Selecting a justice is not as simple as described however. There are numerous individuals and groups that seek to influence the president and the Senate including the American Bar Association and the legal community in general, non-legal interest groups, current members of the Supreme Court and of course, the potential justices themselves. There is a great deal of external pressure that limits the president's options. The president, however, must recognize the importance of the Court and of its membership. Many believe that most presidents give nominations to the Supreme Court a degree of personal attention that is paralleled only by that given to Cabinet appointments (Baum, 1992, p 39).

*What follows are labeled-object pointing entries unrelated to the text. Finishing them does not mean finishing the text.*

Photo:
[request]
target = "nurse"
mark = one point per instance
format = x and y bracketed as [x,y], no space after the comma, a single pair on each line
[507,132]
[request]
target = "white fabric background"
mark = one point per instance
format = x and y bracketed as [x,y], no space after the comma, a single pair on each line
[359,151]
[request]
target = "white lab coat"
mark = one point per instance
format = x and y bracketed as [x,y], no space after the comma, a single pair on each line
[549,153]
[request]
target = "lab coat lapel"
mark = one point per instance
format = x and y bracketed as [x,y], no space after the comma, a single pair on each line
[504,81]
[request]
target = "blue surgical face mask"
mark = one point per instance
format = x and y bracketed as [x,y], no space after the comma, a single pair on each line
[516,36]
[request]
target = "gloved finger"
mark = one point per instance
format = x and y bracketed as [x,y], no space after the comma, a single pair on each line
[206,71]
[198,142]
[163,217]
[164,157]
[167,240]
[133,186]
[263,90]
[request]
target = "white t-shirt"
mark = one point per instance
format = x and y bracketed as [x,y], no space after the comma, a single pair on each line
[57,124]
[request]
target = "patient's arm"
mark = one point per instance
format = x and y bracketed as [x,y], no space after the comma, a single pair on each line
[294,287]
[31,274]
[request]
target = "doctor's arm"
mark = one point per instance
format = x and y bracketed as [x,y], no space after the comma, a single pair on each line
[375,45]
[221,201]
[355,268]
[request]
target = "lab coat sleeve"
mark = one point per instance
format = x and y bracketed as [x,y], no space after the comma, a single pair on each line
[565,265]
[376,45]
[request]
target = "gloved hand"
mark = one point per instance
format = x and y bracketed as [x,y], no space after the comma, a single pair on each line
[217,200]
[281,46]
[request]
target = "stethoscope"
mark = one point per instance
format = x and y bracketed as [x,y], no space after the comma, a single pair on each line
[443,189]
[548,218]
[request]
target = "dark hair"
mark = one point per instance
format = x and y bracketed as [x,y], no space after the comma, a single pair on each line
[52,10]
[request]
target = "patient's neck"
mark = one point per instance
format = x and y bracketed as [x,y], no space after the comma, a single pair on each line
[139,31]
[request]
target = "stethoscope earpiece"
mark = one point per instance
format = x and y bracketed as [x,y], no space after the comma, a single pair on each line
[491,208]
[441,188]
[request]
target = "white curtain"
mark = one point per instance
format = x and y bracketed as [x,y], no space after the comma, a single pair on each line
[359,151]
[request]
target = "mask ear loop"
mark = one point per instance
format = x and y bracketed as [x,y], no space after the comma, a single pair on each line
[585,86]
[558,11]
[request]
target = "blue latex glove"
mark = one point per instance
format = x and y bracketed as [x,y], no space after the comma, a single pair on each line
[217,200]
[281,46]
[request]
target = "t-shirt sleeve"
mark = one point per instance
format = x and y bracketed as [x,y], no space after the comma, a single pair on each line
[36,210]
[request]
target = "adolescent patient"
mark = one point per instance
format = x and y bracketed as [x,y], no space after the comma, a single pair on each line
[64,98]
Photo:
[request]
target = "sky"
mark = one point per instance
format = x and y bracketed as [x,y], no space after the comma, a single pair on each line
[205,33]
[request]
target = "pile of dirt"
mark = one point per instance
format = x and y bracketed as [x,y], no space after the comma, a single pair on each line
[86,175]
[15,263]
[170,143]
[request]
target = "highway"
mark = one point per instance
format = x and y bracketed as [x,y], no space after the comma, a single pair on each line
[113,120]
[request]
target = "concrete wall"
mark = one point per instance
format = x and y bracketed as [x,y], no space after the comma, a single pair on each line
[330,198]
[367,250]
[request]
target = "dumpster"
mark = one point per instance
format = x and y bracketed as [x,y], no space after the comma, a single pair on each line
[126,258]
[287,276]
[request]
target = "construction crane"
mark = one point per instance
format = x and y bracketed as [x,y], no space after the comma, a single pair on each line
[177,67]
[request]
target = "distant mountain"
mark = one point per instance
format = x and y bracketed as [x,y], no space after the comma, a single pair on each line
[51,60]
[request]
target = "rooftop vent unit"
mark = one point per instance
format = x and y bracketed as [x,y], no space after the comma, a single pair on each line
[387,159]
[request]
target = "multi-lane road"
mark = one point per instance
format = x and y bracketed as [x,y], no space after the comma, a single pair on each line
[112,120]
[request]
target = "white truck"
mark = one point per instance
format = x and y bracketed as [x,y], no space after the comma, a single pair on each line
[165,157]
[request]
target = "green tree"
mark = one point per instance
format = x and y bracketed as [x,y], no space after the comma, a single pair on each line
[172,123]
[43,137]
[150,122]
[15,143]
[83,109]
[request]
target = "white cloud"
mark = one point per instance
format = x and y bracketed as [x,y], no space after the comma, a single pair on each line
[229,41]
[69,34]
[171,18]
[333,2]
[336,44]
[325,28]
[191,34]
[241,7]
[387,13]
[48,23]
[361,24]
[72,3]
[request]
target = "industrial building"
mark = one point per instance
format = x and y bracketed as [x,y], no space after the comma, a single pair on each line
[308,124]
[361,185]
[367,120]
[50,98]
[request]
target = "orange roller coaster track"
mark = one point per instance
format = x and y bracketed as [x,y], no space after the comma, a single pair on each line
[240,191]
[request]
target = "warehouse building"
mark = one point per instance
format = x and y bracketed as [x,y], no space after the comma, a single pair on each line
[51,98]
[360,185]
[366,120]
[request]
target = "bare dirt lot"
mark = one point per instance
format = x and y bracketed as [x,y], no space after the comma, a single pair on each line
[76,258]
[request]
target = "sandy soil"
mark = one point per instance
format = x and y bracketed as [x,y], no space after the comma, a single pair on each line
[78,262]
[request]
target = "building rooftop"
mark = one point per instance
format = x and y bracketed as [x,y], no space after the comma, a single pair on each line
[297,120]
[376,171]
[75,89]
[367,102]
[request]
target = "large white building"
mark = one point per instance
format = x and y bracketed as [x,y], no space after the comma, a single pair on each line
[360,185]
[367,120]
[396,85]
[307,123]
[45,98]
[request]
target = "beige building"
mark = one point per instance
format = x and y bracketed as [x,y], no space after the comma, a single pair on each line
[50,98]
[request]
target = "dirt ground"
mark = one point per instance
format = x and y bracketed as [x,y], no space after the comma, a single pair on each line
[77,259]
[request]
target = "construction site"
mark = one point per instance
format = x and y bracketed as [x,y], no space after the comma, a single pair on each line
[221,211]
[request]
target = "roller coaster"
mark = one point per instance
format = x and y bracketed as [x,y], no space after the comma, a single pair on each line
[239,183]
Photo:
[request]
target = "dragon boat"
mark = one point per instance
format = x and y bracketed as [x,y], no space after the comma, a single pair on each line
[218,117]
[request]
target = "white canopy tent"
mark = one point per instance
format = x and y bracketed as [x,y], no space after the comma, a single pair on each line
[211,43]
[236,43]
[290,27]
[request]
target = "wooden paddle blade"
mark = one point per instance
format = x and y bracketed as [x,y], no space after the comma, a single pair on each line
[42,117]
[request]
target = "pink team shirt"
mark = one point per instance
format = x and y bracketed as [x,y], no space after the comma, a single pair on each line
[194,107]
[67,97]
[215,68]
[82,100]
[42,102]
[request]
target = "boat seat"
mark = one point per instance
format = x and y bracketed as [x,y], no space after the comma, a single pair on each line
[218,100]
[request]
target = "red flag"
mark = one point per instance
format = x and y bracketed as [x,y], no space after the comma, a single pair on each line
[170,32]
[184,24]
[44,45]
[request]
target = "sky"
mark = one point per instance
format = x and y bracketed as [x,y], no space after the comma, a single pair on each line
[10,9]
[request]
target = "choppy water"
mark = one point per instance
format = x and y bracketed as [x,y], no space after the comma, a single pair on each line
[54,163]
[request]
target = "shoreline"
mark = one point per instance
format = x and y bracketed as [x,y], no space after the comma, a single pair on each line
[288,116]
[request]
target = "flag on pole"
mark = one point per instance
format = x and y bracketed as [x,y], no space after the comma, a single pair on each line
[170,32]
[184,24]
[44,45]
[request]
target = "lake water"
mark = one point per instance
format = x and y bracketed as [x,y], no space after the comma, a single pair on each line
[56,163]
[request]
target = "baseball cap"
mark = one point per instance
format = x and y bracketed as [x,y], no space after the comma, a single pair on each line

The president usually chooses the nominees carefully to minimize the possibility that the justice will veer far from the administration's own agenda after confirmation. He seeks to appoint justices from their own political party, and those who share their political and philosophical views. Selections by the president may be based on competence and ethics, policy preferences, reward to political and personal associates and the pursuit of future political support. More importantly, the individual chosen must be a nominee with strong chances for Senate confirmation. The single most important factor shaping the Courts policies at any given time is clearly the identity of its members. Supreme Court policies are primarily a product of justices' preferences and change will come easily through the replacement of one justice with a successor who has different preferences (Baum, 1992, p. 155).